# Chinese Blue Breasted (button) Quail males: FTGH + shipping or P/U



## friend-2-fowl (Sep 9, 2010)

Hi there, I've got an overabundance of male CBBQ (button) quail that need new homes. These must go to a good pet home or for breeding purposes, they are no use for eating and can't survive on their own in the wild. 

CBBQ are about 4" long from head to tail. They eat a high-protein feed (I feed mine 20% Purina Flock Raiser) combined with a good-quality seed mix. 

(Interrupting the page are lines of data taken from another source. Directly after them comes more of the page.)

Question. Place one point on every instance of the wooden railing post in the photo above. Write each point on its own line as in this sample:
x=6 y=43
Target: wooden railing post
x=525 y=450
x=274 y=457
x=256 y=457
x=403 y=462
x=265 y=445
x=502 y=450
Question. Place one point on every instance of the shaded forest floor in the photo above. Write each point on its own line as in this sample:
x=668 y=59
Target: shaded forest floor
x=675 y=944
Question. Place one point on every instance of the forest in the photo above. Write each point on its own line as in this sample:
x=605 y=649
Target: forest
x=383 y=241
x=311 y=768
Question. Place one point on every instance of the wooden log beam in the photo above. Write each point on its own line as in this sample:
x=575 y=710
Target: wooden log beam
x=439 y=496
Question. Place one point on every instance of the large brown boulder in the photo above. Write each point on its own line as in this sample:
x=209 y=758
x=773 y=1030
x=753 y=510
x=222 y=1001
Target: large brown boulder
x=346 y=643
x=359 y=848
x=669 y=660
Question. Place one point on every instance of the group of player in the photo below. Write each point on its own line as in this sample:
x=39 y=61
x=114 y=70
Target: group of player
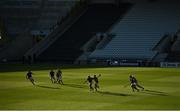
x=58 y=78
x=93 y=81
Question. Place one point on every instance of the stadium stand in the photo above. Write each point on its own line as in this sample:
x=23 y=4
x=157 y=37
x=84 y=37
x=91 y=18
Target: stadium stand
x=140 y=30
x=25 y=20
x=96 y=18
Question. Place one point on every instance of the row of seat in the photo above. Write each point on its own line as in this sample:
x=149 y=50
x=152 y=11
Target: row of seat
x=140 y=30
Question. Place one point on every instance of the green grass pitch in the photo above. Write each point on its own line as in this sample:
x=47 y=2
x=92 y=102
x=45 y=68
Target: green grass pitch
x=162 y=89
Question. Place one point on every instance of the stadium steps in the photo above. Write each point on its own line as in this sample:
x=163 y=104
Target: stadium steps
x=97 y=18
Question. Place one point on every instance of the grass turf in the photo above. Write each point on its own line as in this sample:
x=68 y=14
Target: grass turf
x=162 y=89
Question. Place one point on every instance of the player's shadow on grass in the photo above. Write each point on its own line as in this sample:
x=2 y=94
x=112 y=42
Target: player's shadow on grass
x=113 y=93
x=153 y=92
x=75 y=85
x=48 y=87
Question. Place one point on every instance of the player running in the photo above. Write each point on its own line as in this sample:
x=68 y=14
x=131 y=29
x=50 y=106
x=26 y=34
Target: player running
x=134 y=83
x=90 y=80
x=59 y=77
x=29 y=77
x=96 y=85
x=52 y=77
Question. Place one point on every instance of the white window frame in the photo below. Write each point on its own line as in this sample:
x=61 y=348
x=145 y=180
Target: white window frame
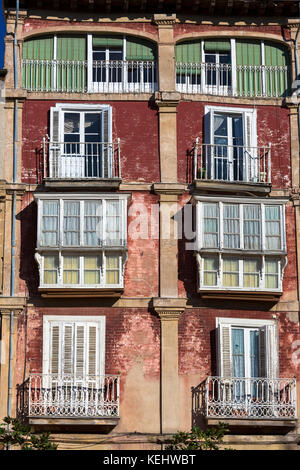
x=81 y=250
x=61 y=319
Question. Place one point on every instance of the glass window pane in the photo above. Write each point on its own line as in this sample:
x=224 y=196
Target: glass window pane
x=231 y=226
x=93 y=223
x=92 y=269
x=273 y=229
x=210 y=225
x=238 y=352
x=210 y=271
x=50 y=221
x=71 y=223
x=50 y=269
x=271 y=274
x=112 y=269
x=71 y=270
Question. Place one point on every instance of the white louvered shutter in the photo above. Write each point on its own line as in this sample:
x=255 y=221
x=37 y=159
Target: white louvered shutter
x=268 y=352
x=224 y=351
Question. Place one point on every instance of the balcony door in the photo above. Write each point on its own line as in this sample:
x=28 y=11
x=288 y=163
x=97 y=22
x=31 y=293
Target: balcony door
x=73 y=365
x=230 y=152
x=80 y=143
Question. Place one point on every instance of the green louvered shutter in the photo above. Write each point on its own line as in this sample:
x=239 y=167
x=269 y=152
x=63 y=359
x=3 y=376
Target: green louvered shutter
x=277 y=79
x=107 y=41
x=71 y=63
x=188 y=52
x=37 y=75
x=140 y=49
x=249 y=80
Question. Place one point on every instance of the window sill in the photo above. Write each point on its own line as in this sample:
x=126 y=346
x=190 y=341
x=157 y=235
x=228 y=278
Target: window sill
x=84 y=183
x=63 y=292
x=240 y=295
x=231 y=186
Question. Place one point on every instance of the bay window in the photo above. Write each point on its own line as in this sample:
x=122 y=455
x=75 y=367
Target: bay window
x=241 y=244
x=81 y=241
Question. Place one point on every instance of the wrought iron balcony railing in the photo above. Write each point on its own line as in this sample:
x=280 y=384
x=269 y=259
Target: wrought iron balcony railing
x=256 y=398
x=81 y=160
x=81 y=76
x=51 y=395
x=249 y=81
x=235 y=163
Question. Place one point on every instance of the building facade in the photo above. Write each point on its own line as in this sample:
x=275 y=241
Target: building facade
x=150 y=221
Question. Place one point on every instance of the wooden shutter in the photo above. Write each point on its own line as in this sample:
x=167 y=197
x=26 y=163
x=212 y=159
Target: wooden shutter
x=54 y=349
x=268 y=352
x=107 y=139
x=188 y=52
x=224 y=351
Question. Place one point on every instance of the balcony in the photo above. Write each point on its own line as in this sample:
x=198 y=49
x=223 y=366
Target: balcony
x=239 y=400
x=101 y=76
x=69 y=399
x=243 y=81
x=250 y=167
x=84 y=162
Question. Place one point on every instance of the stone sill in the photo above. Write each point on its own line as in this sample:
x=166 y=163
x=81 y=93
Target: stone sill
x=205 y=185
x=233 y=295
x=70 y=183
x=76 y=293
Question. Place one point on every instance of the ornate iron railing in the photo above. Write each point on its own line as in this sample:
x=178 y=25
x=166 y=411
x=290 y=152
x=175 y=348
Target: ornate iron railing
x=51 y=395
x=80 y=76
x=236 y=163
x=250 y=81
x=256 y=398
x=81 y=160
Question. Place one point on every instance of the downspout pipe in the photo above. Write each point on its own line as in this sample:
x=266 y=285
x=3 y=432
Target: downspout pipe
x=13 y=217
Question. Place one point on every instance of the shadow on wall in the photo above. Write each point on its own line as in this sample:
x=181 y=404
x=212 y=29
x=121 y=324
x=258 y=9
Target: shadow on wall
x=28 y=266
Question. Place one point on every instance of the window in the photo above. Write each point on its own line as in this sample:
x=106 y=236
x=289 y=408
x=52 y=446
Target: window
x=237 y=67
x=81 y=240
x=247 y=348
x=74 y=346
x=230 y=150
x=86 y=62
x=81 y=142
x=241 y=245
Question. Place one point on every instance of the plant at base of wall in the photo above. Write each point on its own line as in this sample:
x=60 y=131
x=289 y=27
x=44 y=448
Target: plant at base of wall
x=14 y=433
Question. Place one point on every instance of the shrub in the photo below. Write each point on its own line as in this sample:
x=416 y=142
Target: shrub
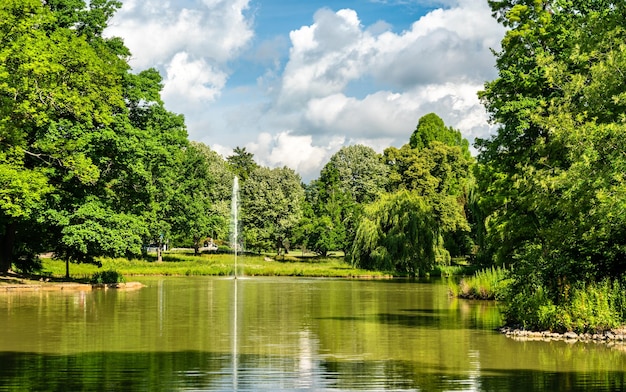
x=107 y=277
x=489 y=283
x=591 y=307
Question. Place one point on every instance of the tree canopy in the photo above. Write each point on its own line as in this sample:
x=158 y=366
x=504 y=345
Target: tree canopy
x=551 y=180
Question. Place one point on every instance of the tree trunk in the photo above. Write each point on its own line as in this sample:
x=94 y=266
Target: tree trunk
x=7 y=241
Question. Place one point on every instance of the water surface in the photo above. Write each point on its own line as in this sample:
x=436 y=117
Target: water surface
x=282 y=334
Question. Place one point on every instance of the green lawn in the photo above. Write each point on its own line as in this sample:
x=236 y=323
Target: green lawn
x=180 y=264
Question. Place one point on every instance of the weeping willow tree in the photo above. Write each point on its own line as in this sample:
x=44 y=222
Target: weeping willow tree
x=399 y=232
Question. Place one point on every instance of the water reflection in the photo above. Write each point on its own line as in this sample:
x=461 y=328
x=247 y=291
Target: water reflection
x=270 y=334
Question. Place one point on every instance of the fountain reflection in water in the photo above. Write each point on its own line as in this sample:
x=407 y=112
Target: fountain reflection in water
x=234 y=222
x=234 y=241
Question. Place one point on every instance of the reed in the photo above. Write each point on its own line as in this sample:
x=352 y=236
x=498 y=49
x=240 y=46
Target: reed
x=180 y=264
x=487 y=284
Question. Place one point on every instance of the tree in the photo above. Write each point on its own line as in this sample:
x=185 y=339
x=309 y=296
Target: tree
x=354 y=176
x=94 y=141
x=551 y=180
x=198 y=212
x=431 y=128
x=271 y=207
x=437 y=165
x=58 y=86
x=242 y=163
x=399 y=232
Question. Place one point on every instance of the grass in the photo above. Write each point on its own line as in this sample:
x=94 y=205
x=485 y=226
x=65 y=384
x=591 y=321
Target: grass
x=181 y=264
x=487 y=284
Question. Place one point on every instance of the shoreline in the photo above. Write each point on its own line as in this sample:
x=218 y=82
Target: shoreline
x=11 y=284
x=613 y=337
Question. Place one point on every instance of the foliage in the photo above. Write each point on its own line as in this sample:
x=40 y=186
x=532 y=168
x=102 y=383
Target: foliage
x=106 y=277
x=589 y=308
x=552 y=180
x=242 y=163
x=397 y=233
x=489 y=283
x=199 y=210
x=214 y=265
x=431 y=128
x=271 y=207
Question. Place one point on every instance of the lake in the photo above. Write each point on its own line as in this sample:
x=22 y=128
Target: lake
x=205 y=333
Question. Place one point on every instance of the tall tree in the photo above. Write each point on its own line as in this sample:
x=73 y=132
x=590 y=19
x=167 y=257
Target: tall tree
x=271 y=207
x=94 y=139
x=242 y=163
x=58 y=87
x=198 y=207
x=550 y=180
x=354 y=176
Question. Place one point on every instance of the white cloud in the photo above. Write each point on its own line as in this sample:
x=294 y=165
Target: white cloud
x=294 y=151
x=190 y=45
x=342 y=82
x=191 y=80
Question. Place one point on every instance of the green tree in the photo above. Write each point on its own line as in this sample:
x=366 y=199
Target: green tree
x=94 y=139
x=551 y=180
x=399 y=232
x=354 y=176
x=58 y=87
x=198 y=213
x=431 y=128
x=242 y=163
x=437 y=165
x=271 y=208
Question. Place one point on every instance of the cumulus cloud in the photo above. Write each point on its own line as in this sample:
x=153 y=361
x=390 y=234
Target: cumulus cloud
x=438 y=65
x=295 y=151
x=340 y=82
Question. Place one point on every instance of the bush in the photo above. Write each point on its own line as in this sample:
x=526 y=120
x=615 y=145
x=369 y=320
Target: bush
x=592 y=307
x=490 y=283
x=107 y=277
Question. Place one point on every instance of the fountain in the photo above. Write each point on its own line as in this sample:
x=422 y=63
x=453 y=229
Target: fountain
x=234 y=241
x=234 y=220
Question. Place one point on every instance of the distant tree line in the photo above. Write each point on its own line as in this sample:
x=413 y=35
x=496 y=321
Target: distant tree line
x=92 y=164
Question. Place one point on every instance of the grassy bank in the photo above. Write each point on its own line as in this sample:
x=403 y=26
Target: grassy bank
x=180 y=264
x=486 y=284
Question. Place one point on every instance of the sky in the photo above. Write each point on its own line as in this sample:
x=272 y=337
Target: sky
x=293 y=81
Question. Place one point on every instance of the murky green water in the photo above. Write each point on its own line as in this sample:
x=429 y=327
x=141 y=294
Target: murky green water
x=282 y=334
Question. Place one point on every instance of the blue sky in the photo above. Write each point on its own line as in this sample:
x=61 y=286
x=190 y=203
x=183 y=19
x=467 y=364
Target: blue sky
x=294 y=81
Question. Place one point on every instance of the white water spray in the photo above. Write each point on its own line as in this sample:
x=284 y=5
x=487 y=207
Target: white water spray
x=234 y=220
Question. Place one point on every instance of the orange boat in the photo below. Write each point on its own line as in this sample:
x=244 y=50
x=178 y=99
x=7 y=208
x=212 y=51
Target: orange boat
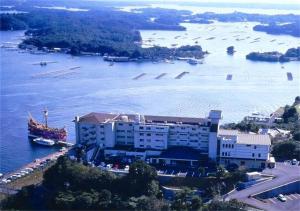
x=36 y=129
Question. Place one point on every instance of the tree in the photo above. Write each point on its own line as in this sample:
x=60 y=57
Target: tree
x=201 y=171
x=142 y=179
x=232 y=205
x=221 y=172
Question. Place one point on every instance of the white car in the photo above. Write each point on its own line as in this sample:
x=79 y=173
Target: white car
x=281 y=198
x=4 y=181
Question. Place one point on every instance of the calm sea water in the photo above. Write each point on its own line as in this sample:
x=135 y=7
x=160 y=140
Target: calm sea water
x=96 y=86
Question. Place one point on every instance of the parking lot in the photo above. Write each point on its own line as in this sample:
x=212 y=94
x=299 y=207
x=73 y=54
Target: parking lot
x=289 y=197
x=292 y=203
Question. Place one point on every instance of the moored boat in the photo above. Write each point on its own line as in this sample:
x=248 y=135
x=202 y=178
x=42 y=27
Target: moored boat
x=44 y=141
x=39 y=130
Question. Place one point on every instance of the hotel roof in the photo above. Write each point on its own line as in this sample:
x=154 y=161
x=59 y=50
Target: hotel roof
x=228 y=132
x=256 y=139
x=247 y=138
x=103 y=117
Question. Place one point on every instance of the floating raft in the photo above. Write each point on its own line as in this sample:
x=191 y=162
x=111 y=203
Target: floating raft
x=229 y=77
x=73 y=68
x=289 y=76
x=55 y=73
x=181 y=75
x=139 y=76
x=160 y=76
x=210 y=38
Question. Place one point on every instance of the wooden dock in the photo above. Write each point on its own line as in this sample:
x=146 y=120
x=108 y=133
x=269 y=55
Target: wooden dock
x=160 y=76
x=139 y=76
x=181 y=75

They are ground-dwellers, and for this reason many people use them in aviaries for small 'flighted' birds as a clean-up crew. Unfortunately, due to their small size, they are best kept indoors unless you are in a warm climate that stays above freezing year round. 

Buttons are best kept in pairs, though same-sex groups can be kept if given enough space. 

Currently I have 11 males that need new homes. 

My available males are: 
cinnamon blueface (3)
Darth Vader (1)
Redbreast (1)
Golden Pearl (3)
Silver (3)

Buttons are very territorial, so if you would like more than one (and plan on housing them together) please contact me to see which ones are currently housed together to reduce the risk of fighting. 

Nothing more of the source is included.